As it is hard to calibrate single-view RGB images in the wild, existing 3D human mesh reconstruction methods either use a constant large focal length or estimate one based on the background environment context, which cannot tackle the torso, limb, hand, or face distortion caused by perspective camera projection when the camera is close to the human body. The naive focal length assumptions can harm this task with incorrectly formulated projection matrices.

To solve this, we propose Zolly, the first 3D human mesh reconstruction method focusing on perspective-distorted images. Our approach begins with analysing the reason for perspective distortion, which we find is mainly caused by the relative location of the human body to the camera center. We propose a new camera model and a novel 2D representation, termed distortion image, which describes the 2D dense distortion scale of the human body. We then estimate the distance from distortion scale features rather than environment context features.

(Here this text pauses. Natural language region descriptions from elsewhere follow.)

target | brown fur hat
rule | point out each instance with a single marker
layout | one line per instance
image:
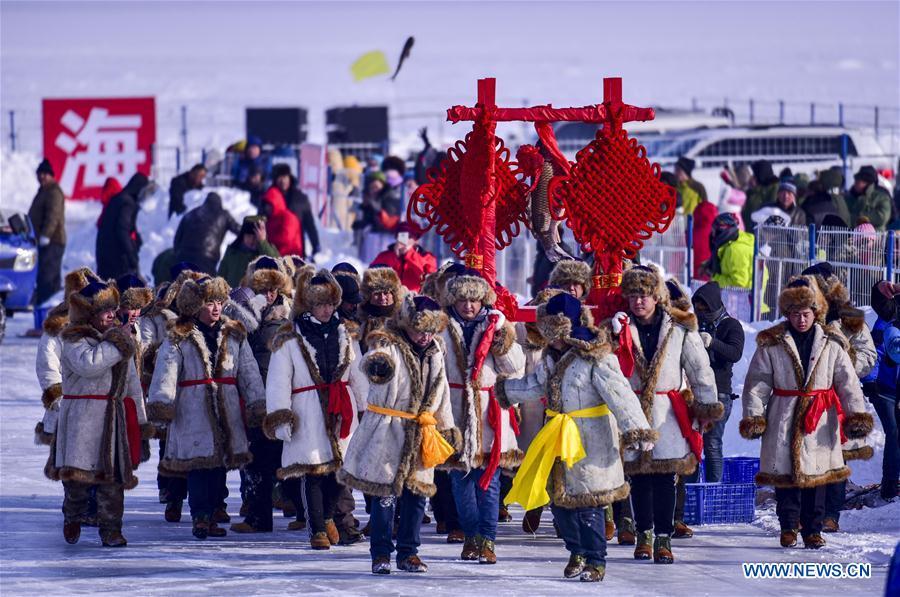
(78, 279)
(571, 271)
(803, 292)
(268, 273)
(96, 297)
(469, 286)
(315, 288)
(381, 279)
(422, 314)
(644, 280)
(193, 294)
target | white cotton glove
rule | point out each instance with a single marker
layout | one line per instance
(283, 432)
(619, 321)
(501, 319)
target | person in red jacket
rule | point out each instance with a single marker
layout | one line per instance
(282, 226)
(407, 258)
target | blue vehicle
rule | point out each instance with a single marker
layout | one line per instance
(18, 265)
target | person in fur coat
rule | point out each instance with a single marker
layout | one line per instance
(582, 382)
(314, 390)
(101, 418)
(862, 352)
(803, 398)
(408, 401)
(205, 384)
(480, 347)
(667, 349)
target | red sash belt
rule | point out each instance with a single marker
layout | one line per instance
(339, 402)
(693, 437)
(495, 423)
(226, 381)
(132, 427)
(822, 401)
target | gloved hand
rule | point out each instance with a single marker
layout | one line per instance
(283, 432)
(501, 319)
(619, 321)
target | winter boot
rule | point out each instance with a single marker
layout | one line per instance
(173, 511)
(487, 555)
(662, 550)
(532, 520)
(682, 531)
(644, 548)
(297, 525)
(412, 564)
(320, 541)
(593, 573)
(574, 567)
(381, 565)
(626, 532)
(814, 541)
(72, 532)
(788, 537)
(113, 538)
(456, 536)
(331, 532)
(471, 549)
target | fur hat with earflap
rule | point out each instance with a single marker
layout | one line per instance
(95, 298)
(134, 293)
(802, 292)
(468, 286)
(569, 272)
(314, 288)
(645, 280)
(193, 294)
(421, 314)
(268, 273)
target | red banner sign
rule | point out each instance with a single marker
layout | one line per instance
(89, 140)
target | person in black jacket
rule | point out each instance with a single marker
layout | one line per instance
(118, 241)
(723, 337)
(189, 181)
(201, 232)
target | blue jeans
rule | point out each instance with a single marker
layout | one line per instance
(584, 532)
(477, 508)
(381, 525)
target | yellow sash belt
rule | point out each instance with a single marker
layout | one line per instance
(435, 450)
(558, 438)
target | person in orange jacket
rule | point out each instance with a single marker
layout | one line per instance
(407, 258)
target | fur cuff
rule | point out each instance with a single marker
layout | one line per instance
(122, 340)
(632, 437)
(51, 395)
(379, 368)
(160, 412)
(752, 427)
(276, 419)
(148, 431)
(858, 425)
(708, 411)
(256, 413)
(504, 338)
(453, 436)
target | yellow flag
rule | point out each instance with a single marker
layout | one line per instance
(369, 64)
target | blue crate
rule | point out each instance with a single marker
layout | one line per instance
(740, 469)
(718, 503)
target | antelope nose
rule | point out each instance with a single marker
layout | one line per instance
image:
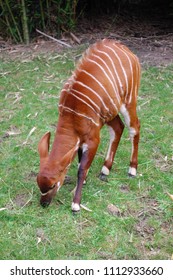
(44, 203)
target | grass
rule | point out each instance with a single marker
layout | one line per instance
(143, 229)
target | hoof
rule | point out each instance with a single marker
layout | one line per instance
(45, 204)
(75, 207)
(103, 177)
(132, 172)
(131, 175)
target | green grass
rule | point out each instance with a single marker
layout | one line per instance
(29, 96)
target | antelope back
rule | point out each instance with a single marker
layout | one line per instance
(106, 78)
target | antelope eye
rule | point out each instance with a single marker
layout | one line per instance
(53, 186)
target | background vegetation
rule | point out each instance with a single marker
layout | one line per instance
(130, 218)
(20, 19)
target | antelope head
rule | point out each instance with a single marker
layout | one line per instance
(52, 170)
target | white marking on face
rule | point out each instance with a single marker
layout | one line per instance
(132, 171)
(75, 207)
(105, 170)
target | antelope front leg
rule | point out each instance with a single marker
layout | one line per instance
(134, 137)
(88, 154)
(116, 128)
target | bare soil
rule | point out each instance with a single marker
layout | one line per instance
(149, 36)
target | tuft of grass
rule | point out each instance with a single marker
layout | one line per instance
(143, 228)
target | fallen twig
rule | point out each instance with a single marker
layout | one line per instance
(54, 39)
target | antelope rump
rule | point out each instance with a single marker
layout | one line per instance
(104, 84)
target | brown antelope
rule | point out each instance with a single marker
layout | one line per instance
(104, 84)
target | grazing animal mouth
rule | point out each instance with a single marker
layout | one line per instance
(58, 185)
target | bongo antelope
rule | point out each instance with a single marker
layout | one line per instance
(104, 84)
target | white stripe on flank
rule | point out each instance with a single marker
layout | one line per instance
(93, 91)
(110, 80)
(115, 71)
(121, 65)
(83, 101)
(79, 114)
(104, 72)
(131, 68)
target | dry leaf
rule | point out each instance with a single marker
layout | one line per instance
(170, 195)
(2, 209)
(30, 133)
(113, 210)
(85, 208)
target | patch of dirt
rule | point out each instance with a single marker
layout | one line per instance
(150, 36)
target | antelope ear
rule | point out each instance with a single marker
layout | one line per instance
(43, 146)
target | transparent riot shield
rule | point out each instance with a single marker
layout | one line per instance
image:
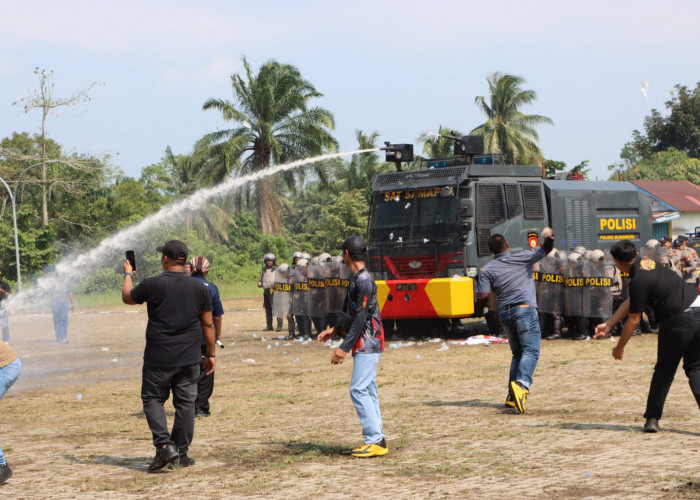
(337, 284)
(598, 288)
(573, 285)
(316, 296)
(300, 289)
(282, 294)
(551, 284)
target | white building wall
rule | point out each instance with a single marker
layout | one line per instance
(685, 223)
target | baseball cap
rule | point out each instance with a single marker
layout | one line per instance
(174, 249)
(353, 244)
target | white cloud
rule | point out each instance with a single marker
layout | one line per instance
(217, 71)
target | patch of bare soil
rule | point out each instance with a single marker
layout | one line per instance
(282, 426)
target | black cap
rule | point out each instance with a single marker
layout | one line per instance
(353, 244)
(174, 249)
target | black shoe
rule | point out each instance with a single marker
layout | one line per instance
(651, 425)
(5, 473)
(163, 457)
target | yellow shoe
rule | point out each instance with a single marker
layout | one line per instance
(510, 400)
(371, 450)
(519, 396)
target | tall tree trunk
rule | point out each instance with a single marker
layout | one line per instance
(270, 222)
(44, 198)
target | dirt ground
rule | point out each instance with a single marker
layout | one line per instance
(281, 426)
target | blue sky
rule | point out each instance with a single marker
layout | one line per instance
(397, 67)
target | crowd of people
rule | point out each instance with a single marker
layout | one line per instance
(577, 289)
(309, 293)
(534, 293)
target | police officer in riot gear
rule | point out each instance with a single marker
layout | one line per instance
(267, 283)
(573, 273)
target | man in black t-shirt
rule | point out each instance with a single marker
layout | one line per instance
(677, 310)
(179, 313)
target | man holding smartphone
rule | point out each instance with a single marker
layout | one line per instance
(179, 313)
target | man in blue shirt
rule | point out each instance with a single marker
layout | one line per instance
(509, 276)
(205, 384)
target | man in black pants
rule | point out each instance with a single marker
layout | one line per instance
(179, 313)
(677, 309)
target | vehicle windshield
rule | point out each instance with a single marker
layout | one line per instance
(436, 217)
(409, 215)
(391, 219)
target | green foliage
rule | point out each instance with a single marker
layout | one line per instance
(274, 125)
(581, 168)
(679, 131)
(551, 167)
(507, 130)
(665, 165)
(341, 216)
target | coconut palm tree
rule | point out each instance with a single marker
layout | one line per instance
(507, 130)
(274, 125)
(210, 221)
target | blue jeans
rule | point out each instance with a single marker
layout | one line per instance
(523, 327)
(8, 375)
(363, 391)
(60, 319)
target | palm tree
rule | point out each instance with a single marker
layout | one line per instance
(275, 125)
(187, 173)
(507, 130)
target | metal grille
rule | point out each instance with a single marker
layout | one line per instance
(532, 201)
(512, 200)
(490, 205)
(578, 221)
(482, 241)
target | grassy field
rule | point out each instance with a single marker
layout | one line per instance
(282, 426)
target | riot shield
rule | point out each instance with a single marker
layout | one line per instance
(299, 291)
(316, 296)
(337, 284)
(573, 285)
(551, 284)
(597, 287)
(282, 294)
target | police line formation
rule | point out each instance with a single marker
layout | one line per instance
(576, 290)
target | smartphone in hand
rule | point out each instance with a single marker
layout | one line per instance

Afterwards, we integrate the distortion feature with image features to reconstruct the body mesh. To formulate the correct projection matrix and locate the human body position, we simultaneously use perspective and weak-perspective projection loss. Since existing datasets could not handle this task, we propose the first synthetic dataset PDHuman and extend two real-world datasets tailored for this task, all containing perspective-distorted human images. Extensive experiments show that Zolly outperforms existing state-of-the-art methods on both perspective-distorted datasets and the standard benchmark (3DPW).